Both countries face the risk of a financial melt down if the interest rates required to fund their debts climb substantially. However, Japan seems headed for trouble much sooner than the U.S. Wolf Richter has calculated that 52% of Japanese tax revenues will be eaten up by interest payment on the debt despite the near zero interest rate policy of the Bank of Japan. In the U.S., interest payments on the debt will eat up about 10% of tax revenues in 2012, so the U.S. is not in nearly as dire shape. After reading Richter's post The Endgame: Japan Makes Another Move the only logical conclusion appears to be that the Japan is headed for a financial crisis within the next few years. Here is an except from the post.
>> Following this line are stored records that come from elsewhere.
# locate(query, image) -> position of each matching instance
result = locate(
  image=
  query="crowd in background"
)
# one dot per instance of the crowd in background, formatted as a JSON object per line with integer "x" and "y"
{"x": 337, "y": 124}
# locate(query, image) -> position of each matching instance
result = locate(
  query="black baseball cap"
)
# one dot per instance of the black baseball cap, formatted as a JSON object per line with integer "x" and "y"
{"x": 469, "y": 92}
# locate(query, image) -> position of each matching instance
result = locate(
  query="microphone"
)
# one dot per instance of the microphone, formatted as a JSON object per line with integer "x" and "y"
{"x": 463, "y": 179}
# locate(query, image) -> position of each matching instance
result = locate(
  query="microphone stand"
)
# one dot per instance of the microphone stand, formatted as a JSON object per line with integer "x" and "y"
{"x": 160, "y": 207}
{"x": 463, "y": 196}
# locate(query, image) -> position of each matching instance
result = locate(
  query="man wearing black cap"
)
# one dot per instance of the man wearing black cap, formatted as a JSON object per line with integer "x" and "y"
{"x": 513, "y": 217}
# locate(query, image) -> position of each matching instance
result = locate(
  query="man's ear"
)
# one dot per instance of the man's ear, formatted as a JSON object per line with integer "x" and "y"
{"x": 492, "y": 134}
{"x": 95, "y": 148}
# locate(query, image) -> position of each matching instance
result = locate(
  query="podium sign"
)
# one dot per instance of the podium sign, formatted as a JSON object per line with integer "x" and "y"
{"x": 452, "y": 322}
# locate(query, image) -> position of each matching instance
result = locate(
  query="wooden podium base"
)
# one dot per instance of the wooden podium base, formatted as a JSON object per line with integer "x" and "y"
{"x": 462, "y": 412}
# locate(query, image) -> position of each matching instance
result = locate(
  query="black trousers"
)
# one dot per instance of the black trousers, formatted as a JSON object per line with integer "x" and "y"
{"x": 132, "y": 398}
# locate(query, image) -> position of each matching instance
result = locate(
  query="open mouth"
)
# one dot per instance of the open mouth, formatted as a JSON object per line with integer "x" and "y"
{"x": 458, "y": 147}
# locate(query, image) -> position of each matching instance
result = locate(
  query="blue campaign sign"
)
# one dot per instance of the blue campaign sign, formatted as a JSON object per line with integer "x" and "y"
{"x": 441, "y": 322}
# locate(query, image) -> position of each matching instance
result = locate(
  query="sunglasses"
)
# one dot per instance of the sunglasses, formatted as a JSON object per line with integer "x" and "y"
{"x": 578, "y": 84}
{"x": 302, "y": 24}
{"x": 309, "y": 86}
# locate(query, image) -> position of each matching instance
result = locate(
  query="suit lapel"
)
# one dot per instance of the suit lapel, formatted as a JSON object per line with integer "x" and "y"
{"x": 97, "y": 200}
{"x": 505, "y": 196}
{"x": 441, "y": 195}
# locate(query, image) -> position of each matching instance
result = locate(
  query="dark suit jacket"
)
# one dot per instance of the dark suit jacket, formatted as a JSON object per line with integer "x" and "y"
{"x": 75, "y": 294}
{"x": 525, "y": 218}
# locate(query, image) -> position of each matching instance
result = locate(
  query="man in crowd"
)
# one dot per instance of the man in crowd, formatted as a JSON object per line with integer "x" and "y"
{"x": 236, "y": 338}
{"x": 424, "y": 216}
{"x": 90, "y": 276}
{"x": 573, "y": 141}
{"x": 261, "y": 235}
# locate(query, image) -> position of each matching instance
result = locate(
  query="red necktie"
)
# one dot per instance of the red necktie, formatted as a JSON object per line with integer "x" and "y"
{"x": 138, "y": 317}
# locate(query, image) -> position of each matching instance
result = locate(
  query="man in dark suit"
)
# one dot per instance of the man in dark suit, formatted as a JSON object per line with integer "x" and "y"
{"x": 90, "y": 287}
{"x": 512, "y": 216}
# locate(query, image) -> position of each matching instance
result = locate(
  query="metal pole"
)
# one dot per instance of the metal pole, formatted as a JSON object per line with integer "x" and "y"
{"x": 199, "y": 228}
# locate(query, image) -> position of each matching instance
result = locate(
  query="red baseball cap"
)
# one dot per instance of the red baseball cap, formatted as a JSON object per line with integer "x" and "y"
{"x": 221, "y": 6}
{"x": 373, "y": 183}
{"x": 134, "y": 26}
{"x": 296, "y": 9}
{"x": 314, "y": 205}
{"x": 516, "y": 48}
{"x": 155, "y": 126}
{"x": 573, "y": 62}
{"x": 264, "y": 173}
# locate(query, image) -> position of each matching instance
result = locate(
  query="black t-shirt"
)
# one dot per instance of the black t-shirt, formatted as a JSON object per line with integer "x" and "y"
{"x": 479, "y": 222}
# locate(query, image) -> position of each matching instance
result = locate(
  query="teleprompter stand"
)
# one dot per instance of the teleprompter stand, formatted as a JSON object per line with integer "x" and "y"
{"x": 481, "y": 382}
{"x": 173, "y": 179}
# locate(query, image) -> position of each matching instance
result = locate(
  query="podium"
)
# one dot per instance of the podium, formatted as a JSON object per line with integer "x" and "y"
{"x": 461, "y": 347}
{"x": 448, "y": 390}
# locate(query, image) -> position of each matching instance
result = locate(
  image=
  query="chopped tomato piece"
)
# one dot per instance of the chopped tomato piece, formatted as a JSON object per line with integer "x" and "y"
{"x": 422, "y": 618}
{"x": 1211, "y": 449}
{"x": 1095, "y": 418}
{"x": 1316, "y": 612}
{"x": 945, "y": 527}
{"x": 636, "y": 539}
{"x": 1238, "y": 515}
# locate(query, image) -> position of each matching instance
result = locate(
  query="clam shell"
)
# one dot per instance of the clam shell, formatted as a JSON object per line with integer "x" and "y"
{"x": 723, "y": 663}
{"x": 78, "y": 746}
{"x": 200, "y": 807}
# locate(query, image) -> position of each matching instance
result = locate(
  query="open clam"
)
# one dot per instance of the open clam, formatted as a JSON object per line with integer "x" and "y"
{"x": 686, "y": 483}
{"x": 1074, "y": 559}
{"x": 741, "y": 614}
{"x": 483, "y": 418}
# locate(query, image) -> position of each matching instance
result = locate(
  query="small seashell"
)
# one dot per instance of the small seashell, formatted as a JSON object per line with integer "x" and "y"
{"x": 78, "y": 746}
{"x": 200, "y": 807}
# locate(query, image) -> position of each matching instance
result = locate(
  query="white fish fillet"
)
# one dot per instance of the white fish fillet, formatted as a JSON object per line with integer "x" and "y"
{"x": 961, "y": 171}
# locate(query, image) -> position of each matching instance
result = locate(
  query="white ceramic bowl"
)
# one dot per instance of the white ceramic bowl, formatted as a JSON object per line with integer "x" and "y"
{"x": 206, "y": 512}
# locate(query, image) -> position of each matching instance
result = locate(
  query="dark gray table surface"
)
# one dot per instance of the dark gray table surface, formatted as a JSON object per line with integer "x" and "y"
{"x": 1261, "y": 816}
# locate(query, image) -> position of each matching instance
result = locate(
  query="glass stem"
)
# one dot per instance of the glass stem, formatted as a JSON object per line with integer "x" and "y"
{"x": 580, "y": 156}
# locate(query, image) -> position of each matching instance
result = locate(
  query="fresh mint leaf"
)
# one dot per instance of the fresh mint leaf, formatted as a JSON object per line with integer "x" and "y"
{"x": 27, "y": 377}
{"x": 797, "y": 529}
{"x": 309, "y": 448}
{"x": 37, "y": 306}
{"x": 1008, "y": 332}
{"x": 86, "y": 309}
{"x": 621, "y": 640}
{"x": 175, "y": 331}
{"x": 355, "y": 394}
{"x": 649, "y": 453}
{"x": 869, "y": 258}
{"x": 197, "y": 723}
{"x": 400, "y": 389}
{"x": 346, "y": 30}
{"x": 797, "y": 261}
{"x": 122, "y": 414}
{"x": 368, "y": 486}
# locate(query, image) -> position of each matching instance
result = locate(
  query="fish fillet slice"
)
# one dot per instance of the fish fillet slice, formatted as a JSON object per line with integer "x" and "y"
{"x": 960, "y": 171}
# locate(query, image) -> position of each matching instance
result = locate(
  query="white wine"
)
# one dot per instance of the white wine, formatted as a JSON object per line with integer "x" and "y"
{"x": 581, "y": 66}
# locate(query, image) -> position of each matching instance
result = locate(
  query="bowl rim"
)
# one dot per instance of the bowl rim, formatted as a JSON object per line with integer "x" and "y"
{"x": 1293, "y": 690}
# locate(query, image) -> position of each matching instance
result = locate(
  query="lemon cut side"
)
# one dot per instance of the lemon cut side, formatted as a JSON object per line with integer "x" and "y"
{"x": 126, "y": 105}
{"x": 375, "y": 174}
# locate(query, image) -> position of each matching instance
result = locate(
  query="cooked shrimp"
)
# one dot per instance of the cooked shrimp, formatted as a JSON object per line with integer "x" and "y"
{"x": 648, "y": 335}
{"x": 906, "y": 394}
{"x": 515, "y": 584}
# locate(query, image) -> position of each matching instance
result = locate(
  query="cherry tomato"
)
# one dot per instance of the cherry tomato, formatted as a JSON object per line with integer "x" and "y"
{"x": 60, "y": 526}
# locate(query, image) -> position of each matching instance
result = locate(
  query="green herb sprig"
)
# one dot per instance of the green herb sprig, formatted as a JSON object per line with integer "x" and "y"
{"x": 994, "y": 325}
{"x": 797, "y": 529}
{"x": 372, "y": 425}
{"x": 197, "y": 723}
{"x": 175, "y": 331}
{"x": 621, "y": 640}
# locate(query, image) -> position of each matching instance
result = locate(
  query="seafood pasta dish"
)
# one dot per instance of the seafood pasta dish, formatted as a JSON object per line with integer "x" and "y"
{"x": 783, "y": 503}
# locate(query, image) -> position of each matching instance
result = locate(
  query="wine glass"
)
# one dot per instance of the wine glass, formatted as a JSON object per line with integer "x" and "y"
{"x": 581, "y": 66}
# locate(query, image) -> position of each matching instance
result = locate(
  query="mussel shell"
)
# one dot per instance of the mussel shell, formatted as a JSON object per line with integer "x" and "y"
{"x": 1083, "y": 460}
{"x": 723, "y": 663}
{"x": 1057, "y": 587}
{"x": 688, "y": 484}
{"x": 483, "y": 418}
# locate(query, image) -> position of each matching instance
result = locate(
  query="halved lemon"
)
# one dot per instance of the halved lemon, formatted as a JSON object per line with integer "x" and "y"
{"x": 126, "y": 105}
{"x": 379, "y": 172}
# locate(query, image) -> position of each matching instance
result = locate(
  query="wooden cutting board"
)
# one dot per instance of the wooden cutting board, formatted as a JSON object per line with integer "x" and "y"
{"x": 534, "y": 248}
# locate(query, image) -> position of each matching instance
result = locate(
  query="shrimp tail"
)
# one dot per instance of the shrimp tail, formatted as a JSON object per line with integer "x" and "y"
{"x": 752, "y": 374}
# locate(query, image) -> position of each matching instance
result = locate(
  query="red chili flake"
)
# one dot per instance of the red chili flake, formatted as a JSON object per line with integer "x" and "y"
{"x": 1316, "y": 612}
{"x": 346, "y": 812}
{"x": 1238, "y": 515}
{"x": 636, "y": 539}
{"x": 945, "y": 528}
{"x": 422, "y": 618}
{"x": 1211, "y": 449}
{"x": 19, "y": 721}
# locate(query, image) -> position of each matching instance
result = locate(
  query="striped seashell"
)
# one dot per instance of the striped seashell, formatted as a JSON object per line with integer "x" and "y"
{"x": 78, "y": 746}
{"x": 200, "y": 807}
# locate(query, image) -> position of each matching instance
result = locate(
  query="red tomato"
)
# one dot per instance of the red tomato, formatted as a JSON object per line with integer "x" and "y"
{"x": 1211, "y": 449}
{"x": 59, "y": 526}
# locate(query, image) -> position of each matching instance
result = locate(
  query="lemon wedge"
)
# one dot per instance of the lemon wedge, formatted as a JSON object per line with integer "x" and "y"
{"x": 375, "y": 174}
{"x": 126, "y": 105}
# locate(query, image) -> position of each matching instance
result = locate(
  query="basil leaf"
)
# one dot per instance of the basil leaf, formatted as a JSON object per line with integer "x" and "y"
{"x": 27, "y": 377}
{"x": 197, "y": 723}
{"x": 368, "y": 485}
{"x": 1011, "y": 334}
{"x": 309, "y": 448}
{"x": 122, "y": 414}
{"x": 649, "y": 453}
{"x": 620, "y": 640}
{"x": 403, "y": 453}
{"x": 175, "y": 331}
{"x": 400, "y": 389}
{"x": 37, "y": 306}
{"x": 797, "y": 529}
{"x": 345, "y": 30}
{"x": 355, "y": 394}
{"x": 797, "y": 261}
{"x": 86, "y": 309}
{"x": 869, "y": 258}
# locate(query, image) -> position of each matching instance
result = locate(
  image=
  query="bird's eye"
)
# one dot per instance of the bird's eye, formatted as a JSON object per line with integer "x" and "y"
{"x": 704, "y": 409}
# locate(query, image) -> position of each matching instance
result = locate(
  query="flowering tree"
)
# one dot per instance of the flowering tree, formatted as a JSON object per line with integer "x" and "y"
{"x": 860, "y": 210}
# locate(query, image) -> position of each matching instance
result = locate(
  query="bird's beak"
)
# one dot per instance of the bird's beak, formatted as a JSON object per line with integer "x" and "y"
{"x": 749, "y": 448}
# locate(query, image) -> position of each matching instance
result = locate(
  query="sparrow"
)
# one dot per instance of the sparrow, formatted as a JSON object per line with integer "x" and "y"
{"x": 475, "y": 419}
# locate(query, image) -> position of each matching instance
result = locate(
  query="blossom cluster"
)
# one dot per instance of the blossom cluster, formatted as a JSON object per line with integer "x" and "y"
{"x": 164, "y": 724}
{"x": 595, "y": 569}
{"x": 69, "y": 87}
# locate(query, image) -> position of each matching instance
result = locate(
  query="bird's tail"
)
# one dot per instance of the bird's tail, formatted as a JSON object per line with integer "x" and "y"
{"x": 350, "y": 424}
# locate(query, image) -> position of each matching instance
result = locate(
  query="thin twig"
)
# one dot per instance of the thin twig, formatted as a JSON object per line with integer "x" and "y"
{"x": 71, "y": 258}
But two of the strengths of the Japanese economy that have supported the absurd
deficit levels—a high savings rate and a large trade surplus—have collapsed.
The savings rate is in the low single digits, and the trade surplus has turned into
a ¥2.2 trillion ($29 billion trade deficit in 2011 through November.
It seems a bit absurd that there are buyers for the the 10 year notes of the U.S. and Japan with interest rates at 2% and 1%, respectively, despite neither country showing any willingness to take austerity measures or hike taxes. Unless a change in course occurs, terrible trouble in may be brewing in both countries.
Greece has already proven that at some point the maximum maturity on debt instruments that investors will buy is limited to just 6 months. Time will tell if the governments in the U.S. and Japan have learned anything from the European debt crisis. Sadly, there is no discernible evidence that they have learned a thing.